The jth annulus of the target plane can also be equally divided in the same way, and the radius of each equidistant points is $ {t}_{ji} $. The incident light on the $ {{r}}_{ji} $ and $ {r}_{ji+1} $ regions of jth Fresnel annular zone is controlled to arrive on the $ {t}_{ji} $ and $ {t}_{ji+1} $ region of the target plane $ {S}_{6} $, where $ {r}_{ji} $ is equivalent to the discrete point coordinate $ {E}_{i} $ on the freeform surface $ {S}_{2} $ in section 1.2, and $ {t}_{ji} $ is equivalent to $ {M}_{i} $ on the target plane $ {S}_{6} $. The ordinate $ {y}_{2i} $ of each point $ {E}_{i} $ is simultaneously reduced by a height h, and the abscissa $ {x}_{2i} $ remains unchanged. This produces a uniform illuminance distribution on the target plane.

The freeform TIR lens is designed using the method described in the section 1.2, and the lighting simulation (ray tracing) is performed. In order to improve the illumination performance of the freeform TIR lens, we reduce the area of the target region where the illuminance value is relatively large, and enlarge the area of the target region where the illuminance value is relatively small using the inverse feedback optimization method. The overall illuminance uniformity is improved, and the cross-section diagram is shown in Fig.6(a), and the illuminance distribution is shown in Fig.7(a). Then the freeform surface $ {S}_{2} $ is Fresnelized. The main parameters of the Fresnel lens are summarized in Tab.1. CREE XLamp XR-E series is selected as the light source. The luminous flux is 100 lm, the divergence angle is 170°, and the surface light source size is 2 mm×2 mm; the target plane is 10 m away from the light source, and half-diameter of the target plane is 2.5 m. In order to further improve the optical illumination effect, the freeform Fresnel TIR lens with different number of segments is optically simulated. The simulation results are shown in Tab.2. When the number of segments is larger, the illumination effect is better, but the manufacturability gets worse. As a tradeoff, the number of segments N is defined as 22 in our work. The 2D cross-section diagram is shown in Fig.6(b), and the illuminance distribution is shown in Fig.7(b). The height of the freeform TIR lens without the Fresnel surface is 8.60 mm, and the height of the freeform TIR lens with the Fresnel surface is 1.08 mm, which decreases by 7.52 mm.

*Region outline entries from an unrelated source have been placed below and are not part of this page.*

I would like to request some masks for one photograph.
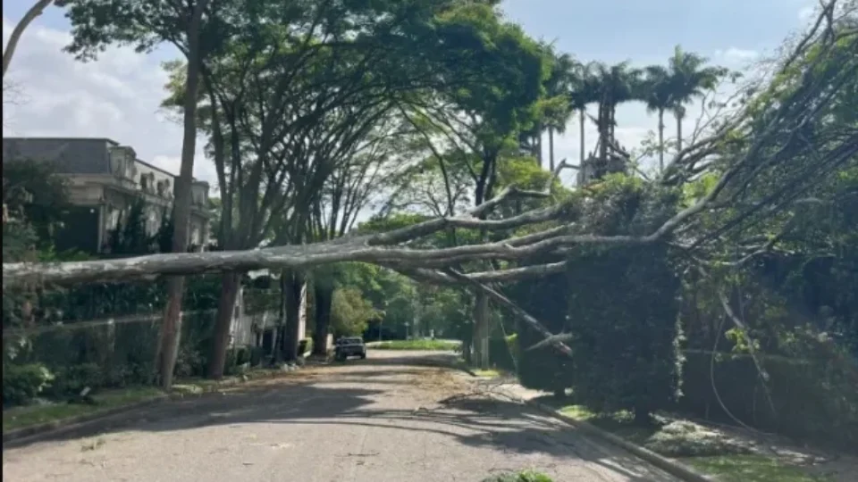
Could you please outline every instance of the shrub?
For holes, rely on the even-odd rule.
[[[3,404],[21,405],[29,403],[50,386],[53,380],[54,375],[42,364],[4,363]]]
[[[206,370],[206,358],[199,352],[189,346],[182,346],[176,357],[175,374],[179,378],[187,378],[202,375]]]
[[[262,346],[254,346],[250,349],[250,366],[258,367],[265,357],[265,349]]]
[[[526,470],[517,474],[501,474],[484,478],[483,482],[553,482],[545,474]]]
[[[80,363],[56,370],[51,395],[55,398],[66,398],[80,394],[84,388],[101,388],[106,382],[104,370],[97,363]]]
[[[533,260],[532,262],[540,264],[557,261],[549,258]],[[519,283],[513,289],[516,303],[552,333],[567,331],[568,295],[567,277],[563,274]],[[519,353],[518,377],[523,386],[550,392],[572,386],[574,371],[570,359],[559,356],[551,347],[527,350],[543,341],[544,337],[517,320],[516,332],[515,353]]]
[[[313,338],[304,338],[298,342],[298,355],[302,356],[307,352],[313,349]]]
[[[667,249],[590,250],[570,263],[573,391],[595,411],[629,410],[644,422],[676,399],[679,280]]]
[[[489,340],[489,359],[494,366],[508,371],[516,371],[521,356],[518,354],[518,337],[516,334]]]
[[[733,421],[712,389],[711,353],[686,353],[681,411]],[[845,370],[830,362],[761,355],[774,412],[748,355],[720,353],[714,380],[724,406],[744,423],[786,436],[858,445],[858,392]]]

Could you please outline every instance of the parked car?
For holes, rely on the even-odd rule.
[[[366,358],[366,345],[360,337],[340,338],[333,351],[334,356],[341,362],[345,362],[349,356],[359,356],[361,360]]]

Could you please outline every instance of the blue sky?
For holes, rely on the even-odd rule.
[[[4,2],[4,45],[31,2]],[[806,22],[814,4],[814,0],[507,0],[501,8],[531,36],[554,41],[559,50],[582,61],[664,63],[679,44],[740,69],[771,54]],[[98,62],[81,64],[61,53],[68,30],[62,10],[50,7],[25,33],[10,70],[22,100],[4,109],[4,134],[111,137],[133,146],[142,159],[178,171],[181,127],[158,113],[165,80],[160,62],[176,52],[165,47],[141,55],[111,49]],[[618,120],[618,138],[631,148],[655,124],[634,104],[620,107]],[[669,121],[669,133],[674,129]],[[590,150],[595,133],[589,126],[587,130]],[[556,139],[558,159],[577,161],[576,133],[570,125]],[[213,166],[199,159],[195,175],[214,180]]]

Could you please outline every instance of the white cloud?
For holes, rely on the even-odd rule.
[[[813,5],[802,7],[798,11],[798,21],[802,23],[809,21],[816,14],[817,9]]]
[[[109,137],[178,174],[181,126],[159,113],[167,79],[160,61],[130,48],[109,48],[97,61],[80,62],[63,52],[68,32],[38,21],[21,37],[7,75],[18,92],[4,89],[4,136]],[[13,27],[4,17],[4,47]],[[194,176],[214,187],[203,145],[198,141]]]
[[[756,50],[730,47],[727,50],[716,50],[715,59],[720,63],[730,67],[744,66],[760,58]]]

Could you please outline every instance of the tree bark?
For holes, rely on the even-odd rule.
[[[208,378],[219,380],[223,377],[226,351],[230,345],[230,328],[232,326],[232,312],[239,295],[241,275],[224,273],[221,278],[221,296],[217,303],[214,322],[214,343],[208,360]]]
[[[659,172],[664,171],[664,109],[659,109]]]
[[[681,112],[677,112],[677,152],[682,151],[682,118]]]
[[[474,300],[474,362],[480,370],[489,369],[489,298],[477,292]]]
[[[584,129],[585,129],[585,121],[586,121],[585,109],[581,109],[580,111],[578,111],[578,127],[581,129],[581,154],[580,154],[581,159],[578,159],[578,165],[581,166],[581,169],[584,169],[584,162],[586,161],[585,156],[587,155],[587,150],[585,148],[585,145],[584,145],[584,142],[585,142]]]
[[[188,224],[190,220],[191,183],[194,173],[194,154],[197,151],[197,92],[199,89],[199,29],[203,11],[208,0],[199,0],[194,7],[188,27],[188,70],[185,81],[185,104],[181,140],[181,167],[175,185],[172,207],[173,253],[188,251]],[[182,276],[167,280],[167,306],[161,331],[161,381],[164,388],[172,386],[172,371],[179,351],[181,331],[181,297],[185,288]]]
[[[9,65],[12,63],[12,57],[15,54],[15,49],[18,47],[18,42],[24,34],[24,30],[27,29],[27,27],[36,20],[36,17],[41,15],[42,12],[45,12],[45,9],[47,8],[47,5],[53,2],[54,0],[38,0],[36,2],[36,4],[29,7],[29,10],[24,13],[21,21],[18,22],[18,25],[15,25],[15,28],[12,29],[12,34],[9,35],[9,41],[6,43],[6,50],[3,52],[4,78],[6,77],[6,71],[9,70]]]
[[[543,126],[536,129],[536,162],[543,167]]]
[[[548,128],[548,167],[554,172],[554,128]]]
[[[327,355],[325,343],[331,328],[331,303],[333,301],[332,287],[315,287],[315,331],[313,332],[313,354]]]
[[[283,270],[283,287],[286,289],[285,306],[286,324],[283,337],[283,361],[298,360],[298,345],[300,342],[300,310],[301,289],[304,279],[299,272],[293,270]]]

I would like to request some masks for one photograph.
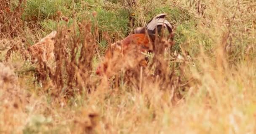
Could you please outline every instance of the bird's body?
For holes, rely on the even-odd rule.
[[[167,28],[170,33],[172,32],[171,24],[169,22],[164,20],[166,15],[166,14],[165,13],[158,15],[151,19],[146,27],[136,28],[135,30],[135,34],[130,35],[121,41],[112,44],[106,52],[104,61],[98,66],[96,71],[96,74],[101,75],[103,73],[106,74],[106,72],[107,72],[107,69],[109,69],[109,68],[111,67],[109,65],[109,64],[120,64],[120,66],[123,67],[124,64],[126,64],[125,62],[130,62],[131,60],[121,59],[119,58],[120,56],[119,55],[117,56],[117,59],[115,60],[115,62],[117,63],[113,63],[115,60],[113,59],[117,59],[116,57],[114,57],[114,55],[117,53],[117,52],[118,53],[117,54],[120,54],[120,53],[121,55],[126,55],[125,57],[132,57],[133,58],[132,60],[135,60],[135,62],[131,62],[133,63],[131,64],[139,63],[140,66],[146,66],[147,64],[145,63],[147,62],[145,57],[141,57],[141,54],[139,55],[137,54],[141,54],[141,52],[152,52],[154,50],[153,42],[155,41],[156,30],[157,30],[157,33],[159,33],[163,26]],[[132,50],[132,49],[134,48],[136,48],[136,49],[135,51]],[[131,52],[131,51],[133,51]],[[130,64],[131,65],[131,64]],[[132,66],[136,65],[132,65]]]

According to the illuminance distribution diagram, the illuminance uniformity of the two lenses is obtained according to the uniformity calculation shown in Eq. (20):

$ {{U}}=\dfrac{{E}_{{\rm{max}}}+{E}_{\min}}{2\cdot {E}_{{\rm{max}}}}=\dfrac{1}{2}+\dfrac{{E}_{\min}}{{2\cdot E}_{{\rm{max}}}} $ (20)

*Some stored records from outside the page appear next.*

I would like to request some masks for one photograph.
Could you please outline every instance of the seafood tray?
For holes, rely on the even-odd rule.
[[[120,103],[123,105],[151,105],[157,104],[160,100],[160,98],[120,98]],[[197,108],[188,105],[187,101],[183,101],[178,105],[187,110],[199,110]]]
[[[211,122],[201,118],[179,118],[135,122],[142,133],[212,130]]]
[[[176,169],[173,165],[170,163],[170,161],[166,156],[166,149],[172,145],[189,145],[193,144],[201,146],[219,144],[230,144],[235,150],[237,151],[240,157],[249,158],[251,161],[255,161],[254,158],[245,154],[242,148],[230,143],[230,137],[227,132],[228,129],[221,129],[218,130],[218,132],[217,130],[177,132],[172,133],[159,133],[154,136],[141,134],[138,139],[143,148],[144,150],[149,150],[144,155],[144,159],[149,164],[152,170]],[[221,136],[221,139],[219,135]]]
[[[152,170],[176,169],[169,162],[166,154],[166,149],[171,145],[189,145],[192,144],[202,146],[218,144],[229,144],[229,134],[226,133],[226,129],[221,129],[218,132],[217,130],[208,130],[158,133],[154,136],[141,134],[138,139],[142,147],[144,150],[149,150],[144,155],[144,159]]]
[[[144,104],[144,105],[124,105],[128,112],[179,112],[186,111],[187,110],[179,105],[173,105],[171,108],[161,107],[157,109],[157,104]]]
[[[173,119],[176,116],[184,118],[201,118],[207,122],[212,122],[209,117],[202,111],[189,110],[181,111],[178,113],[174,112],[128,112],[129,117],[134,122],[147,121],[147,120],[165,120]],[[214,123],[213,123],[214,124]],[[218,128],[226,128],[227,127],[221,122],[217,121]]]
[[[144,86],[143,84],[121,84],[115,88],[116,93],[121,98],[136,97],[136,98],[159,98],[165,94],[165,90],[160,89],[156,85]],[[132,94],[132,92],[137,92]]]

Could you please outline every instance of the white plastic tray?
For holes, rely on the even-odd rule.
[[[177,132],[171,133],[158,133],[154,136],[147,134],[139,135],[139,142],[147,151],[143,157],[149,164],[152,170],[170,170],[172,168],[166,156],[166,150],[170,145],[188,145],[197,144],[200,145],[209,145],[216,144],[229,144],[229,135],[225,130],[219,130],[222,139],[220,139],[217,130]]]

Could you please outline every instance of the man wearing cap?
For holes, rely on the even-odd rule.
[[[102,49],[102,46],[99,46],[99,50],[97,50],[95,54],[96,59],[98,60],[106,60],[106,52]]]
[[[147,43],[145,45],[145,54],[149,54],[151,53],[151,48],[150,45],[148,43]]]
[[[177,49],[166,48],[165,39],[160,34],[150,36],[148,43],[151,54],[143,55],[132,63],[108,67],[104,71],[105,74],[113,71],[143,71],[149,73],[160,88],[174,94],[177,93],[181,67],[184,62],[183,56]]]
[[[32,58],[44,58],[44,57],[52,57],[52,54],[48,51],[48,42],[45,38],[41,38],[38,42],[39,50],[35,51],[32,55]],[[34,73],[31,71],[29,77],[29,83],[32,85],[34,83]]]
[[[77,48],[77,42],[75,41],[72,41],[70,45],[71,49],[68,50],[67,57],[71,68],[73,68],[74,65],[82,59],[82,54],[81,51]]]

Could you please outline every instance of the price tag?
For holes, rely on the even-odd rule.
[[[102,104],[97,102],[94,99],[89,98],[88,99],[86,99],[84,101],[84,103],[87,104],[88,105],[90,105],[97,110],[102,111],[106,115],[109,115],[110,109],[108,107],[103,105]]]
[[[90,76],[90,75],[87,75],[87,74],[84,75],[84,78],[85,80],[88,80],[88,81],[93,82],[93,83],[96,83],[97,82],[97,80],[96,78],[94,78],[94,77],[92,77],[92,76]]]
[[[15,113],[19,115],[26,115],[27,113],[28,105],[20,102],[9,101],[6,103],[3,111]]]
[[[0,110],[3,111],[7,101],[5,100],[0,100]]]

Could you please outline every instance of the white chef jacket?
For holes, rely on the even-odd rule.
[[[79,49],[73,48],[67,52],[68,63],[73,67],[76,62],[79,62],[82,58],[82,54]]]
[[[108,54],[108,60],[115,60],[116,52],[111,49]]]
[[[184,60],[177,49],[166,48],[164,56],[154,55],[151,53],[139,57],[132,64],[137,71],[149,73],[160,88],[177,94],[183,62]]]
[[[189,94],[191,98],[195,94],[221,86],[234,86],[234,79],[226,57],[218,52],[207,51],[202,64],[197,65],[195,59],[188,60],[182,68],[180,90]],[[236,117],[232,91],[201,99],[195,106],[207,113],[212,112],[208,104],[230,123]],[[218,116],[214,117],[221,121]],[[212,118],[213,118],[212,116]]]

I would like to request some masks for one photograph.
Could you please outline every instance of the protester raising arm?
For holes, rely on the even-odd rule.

The luminous efficiency values given by the software are listed in Tab.3. The corresponding weight, volume and superficial area of the two lenses are listed in Tab.3. The 3-D structure diagrams of the freeform TIR lens is shown in Fig.8(a) and the freeform Fresnel TIR lens is shown in Fig.8(b).

It can be seen from Fig.7 and Tab.3 that the far field illumination uniformity of both two TIR lenses is 82.0%, indicating that the original illumination performance is maintained. The luminous efficiency of the freeform TIR lens with Fresnel surface slightly decreased from 98.2% to 96.6%, but it still maintained a high level. The TIR lens with Fresnel surface is reduced by about 20% in volume and weight compared with the TIR lens without the Fresnel surface. This shows that the Fresnelization of freeform refractive surface of the freeform TIR lens can significantly reduce the volume and weight of the lens and shorten the optical path length, thus effectively improving the heat dissipation efficiency and service life of the lens, while maintaining the original illumination uniformity.

In this article, a freeform TIR lens is designed based on Snell's law and reflective laws, and a freeform Fresnel TIR lens is designed by segmenting the freeform surface. The freeform Fresnel TIR lens has nearly 20% reduction in lens weight and volume compared with the TIR lens without Fresnel surface. The optical path length is shortened, thereby the heat dissipation efficiency of the lens is improved. In terms of optical properties, the freeform Fresnel TIR lens has high illumination uniformity and high luminous efficiency, so the LED light source can be fully used and it is beneficial to the secondary energy saving.